Should 3-D in Postproduction Be Called Something Else?

Did you know that Tim Burton‘s Alice in Wonderland was not conceived or created as a 3-D film? Nope: it was jury-rigged postproduction for 3-D because, well, Avatar proved that 3-D is awesome! And everyone can charge more for it! (Did the ticket prices for 3-D just jump in your neighborhood? They did in mine, from $16.50 to $17.50 … and that’s before service charges if you buy online.)

It’s not like the fakeness of Alice‘s 3-D is a fact that has been bandied about. I did not know this until after I had reviewed the film. It did occur to me while watching it that the 3-D was pretty pointless, not to mention distracting. But Burton thinks this is fine. Dig deep enough into Disney’s press notes for the film, and you find this tidbit:

I didn’t see the benefit of shooting in 3-D.

That’s Burton talking. I guess he hadn’t seen Avatar at that point.

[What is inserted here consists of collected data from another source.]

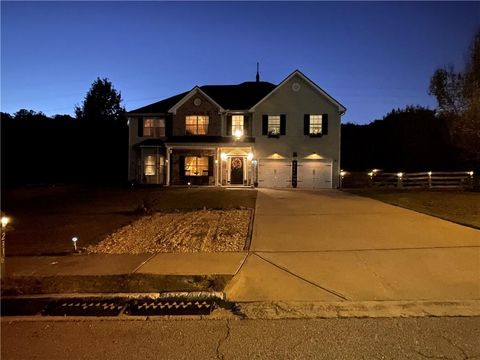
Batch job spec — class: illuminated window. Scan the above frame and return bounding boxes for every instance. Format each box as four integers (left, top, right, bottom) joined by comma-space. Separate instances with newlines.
309, 115, 323, 135
185, 156, 209, 176
186, 115, 209, 135
268, 115, 280, 135
232, 115, 244, 136
144, 155, 156, 176
143, 118, 165, 137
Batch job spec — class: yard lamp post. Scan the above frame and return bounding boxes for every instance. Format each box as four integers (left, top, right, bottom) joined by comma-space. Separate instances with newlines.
1, 216, 11, 278
71, 236, 78, 252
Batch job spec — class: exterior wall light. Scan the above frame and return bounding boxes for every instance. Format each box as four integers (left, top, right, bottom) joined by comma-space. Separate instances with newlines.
469, 171, 474, 176
221, 153, 227, 161
397, 172, 403, 178
247, 152, 253, 161
368, 172, 373, 177
428, 171, 432, 176
340, 170, 347, 177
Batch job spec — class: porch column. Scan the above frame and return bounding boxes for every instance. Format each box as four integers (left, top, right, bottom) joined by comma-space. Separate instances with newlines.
166, 146, 171, 186
140, 147, 144, 183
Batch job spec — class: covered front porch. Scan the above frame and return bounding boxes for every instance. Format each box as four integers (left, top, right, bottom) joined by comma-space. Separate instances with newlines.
166, 145, 256, 187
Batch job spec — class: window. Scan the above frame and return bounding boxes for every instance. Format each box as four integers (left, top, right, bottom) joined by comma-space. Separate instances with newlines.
268, 115, 281, 136
144, 155, 156, 176
232, 115, 244, 137
143, 118, 165, 137
185, 115, 209, 135
185, 156, 209, 176
309, 115, 323, 135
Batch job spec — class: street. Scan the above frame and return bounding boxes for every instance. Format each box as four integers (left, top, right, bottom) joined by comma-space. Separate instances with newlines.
2, 317, 480, 359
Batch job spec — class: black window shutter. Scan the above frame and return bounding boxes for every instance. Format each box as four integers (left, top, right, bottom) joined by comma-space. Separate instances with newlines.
304, 114, 310, 135
165, 115, 172, 137
208, 156, 214, 176
243, 115, 249, 136
179, 156, 185, 178
137, 117, 144, 137
322, 114, 329, 135
226, 115, 232, 136
280, 114, 286, 135
262, 115, 268, 135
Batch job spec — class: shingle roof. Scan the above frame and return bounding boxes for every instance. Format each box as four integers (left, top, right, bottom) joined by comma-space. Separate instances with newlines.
128, 81, 276, 114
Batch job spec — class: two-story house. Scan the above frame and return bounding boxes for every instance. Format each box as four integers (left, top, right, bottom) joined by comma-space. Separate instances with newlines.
127, 69, 346, 189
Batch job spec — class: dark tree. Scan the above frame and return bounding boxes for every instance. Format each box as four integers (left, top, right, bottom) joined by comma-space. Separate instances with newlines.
341, 106, 454, 172
13, 109, 49, 121
1, 112, 13, 120
429, 30, 480, 164
75, 77, 126, 123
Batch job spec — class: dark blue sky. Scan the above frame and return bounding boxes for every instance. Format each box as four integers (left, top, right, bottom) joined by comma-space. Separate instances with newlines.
1, 2, 479, 124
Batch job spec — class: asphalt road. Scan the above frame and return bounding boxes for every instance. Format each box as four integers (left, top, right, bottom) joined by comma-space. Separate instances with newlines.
2, 317, 480, 360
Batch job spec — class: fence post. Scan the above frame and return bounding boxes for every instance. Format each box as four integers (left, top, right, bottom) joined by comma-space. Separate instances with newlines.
428, 171, 432, 189
397, 172, 403, 188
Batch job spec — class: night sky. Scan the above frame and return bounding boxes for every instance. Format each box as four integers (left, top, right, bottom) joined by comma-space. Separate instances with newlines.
1, 1, 479, 124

Poo-poo James Cameron if you must, but Alice went a long way toward proving that his decade-plus of work in pushing the technology and then all the time and money and effort that went into creating Avatar as a fully, genuinely 3-D project worked. Whatever qualms you may have with that film’s stories or characters, the fact is that the 3-D is so beautifully immersive that you feel like you’re walking on Pandora next to Jake Sully.

In Alice, the Cheshire Cat may be In. Your. Face, but you never feel like you’re walking through Wonderland next to Alice.

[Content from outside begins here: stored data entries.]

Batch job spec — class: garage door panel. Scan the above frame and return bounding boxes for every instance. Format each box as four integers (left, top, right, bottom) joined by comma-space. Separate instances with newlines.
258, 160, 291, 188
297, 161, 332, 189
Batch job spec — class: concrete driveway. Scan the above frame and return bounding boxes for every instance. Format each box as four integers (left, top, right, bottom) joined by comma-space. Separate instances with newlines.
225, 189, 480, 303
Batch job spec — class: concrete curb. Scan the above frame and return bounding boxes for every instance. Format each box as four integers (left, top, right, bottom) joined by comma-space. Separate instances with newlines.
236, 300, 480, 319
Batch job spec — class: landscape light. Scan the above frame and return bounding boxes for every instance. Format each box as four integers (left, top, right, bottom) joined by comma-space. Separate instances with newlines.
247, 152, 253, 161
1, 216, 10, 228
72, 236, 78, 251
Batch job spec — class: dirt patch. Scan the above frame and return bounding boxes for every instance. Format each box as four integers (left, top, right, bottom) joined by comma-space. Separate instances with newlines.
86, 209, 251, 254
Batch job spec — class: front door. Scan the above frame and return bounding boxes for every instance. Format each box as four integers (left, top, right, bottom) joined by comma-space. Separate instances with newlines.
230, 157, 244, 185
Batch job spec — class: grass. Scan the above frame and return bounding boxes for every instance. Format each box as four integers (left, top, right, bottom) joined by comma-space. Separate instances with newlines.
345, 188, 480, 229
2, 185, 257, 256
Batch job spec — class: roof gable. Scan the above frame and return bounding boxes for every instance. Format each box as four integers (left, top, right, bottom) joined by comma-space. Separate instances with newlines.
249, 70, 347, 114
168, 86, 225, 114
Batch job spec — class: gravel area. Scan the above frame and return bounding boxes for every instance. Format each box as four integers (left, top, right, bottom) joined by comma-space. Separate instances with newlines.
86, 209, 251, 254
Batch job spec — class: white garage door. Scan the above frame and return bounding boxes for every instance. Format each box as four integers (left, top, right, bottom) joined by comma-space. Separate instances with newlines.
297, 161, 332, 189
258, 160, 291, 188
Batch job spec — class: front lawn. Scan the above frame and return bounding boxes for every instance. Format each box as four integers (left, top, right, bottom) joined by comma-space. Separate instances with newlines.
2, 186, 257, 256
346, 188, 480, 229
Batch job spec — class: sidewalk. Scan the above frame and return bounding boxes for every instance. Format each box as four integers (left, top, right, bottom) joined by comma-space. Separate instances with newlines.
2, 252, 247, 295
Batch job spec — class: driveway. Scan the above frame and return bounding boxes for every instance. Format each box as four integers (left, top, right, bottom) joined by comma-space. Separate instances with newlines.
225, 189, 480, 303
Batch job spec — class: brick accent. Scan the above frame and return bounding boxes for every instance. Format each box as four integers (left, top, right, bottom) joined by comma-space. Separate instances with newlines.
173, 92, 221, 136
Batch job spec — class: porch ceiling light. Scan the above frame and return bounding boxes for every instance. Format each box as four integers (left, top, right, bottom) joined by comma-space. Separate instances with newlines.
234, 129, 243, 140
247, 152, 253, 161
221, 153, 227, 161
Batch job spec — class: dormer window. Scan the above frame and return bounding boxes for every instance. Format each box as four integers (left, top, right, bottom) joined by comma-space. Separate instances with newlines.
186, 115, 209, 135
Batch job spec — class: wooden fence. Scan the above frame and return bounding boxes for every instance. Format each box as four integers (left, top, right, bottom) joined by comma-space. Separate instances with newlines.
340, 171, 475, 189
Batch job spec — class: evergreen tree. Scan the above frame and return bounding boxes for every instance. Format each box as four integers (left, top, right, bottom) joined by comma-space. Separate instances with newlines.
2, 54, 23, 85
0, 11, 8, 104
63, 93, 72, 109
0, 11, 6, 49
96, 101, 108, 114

See also: the wonderful How to Train Your Dragon, which was created in 3-D from the ground up, and which actually puts Avatar‘s flying sequences to shame.

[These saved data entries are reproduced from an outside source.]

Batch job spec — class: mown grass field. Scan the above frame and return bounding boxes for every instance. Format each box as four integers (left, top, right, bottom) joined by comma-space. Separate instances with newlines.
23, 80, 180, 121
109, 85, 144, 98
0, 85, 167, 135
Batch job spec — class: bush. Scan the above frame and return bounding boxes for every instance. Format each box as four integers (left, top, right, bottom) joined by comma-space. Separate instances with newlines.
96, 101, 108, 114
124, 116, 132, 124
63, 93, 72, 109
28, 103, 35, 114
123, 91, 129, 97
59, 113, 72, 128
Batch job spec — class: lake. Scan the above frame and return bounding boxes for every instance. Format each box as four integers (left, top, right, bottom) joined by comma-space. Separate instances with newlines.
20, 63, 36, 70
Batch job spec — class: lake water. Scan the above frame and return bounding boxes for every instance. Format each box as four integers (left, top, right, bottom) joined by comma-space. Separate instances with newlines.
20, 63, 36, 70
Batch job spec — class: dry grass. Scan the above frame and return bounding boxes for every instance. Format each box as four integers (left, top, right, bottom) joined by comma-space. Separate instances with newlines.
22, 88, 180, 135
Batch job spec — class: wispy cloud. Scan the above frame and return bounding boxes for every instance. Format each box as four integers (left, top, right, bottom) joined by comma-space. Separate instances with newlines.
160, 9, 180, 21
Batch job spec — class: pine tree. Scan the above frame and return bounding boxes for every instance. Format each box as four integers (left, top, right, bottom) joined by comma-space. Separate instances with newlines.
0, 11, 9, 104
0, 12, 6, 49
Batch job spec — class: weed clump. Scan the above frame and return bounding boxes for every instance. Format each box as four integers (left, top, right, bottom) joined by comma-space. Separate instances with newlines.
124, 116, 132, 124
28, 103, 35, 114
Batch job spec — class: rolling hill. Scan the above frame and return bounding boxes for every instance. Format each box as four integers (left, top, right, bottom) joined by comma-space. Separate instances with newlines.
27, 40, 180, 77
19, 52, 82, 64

And now we’re faced with Clash of the Titans … in 3-D, of course. The film was not shot in 3-D, but that won’t stop multiplexes from charging a hefty premium for you to see it retrofitted with Kraken tentacles flying out at you and stuff. The advance buzz on the final 3-D film? It ain’t good.

Look: When Michael Bay is crying artistic foul on anything, it’s gotta be bad. (He’s being pressured, apparently, to let Paramount and DreamWorks do a 3-D pass on Transformers 3, and he’s not keen on the idea.)

We need to come up with a label for these fake 3-D movies. I assume Hollywood will not go for slapping a “In Real Fake 3-D!” sticker across its products, but surely there’s a middle ground to be found, one that gives ticket buyers the information they need to decide whether it’s worth paying extra for a 3-D ticket or whether a normally overpriced 2-D ticket will suffice. What do you think: What should we call fake 3-D movies?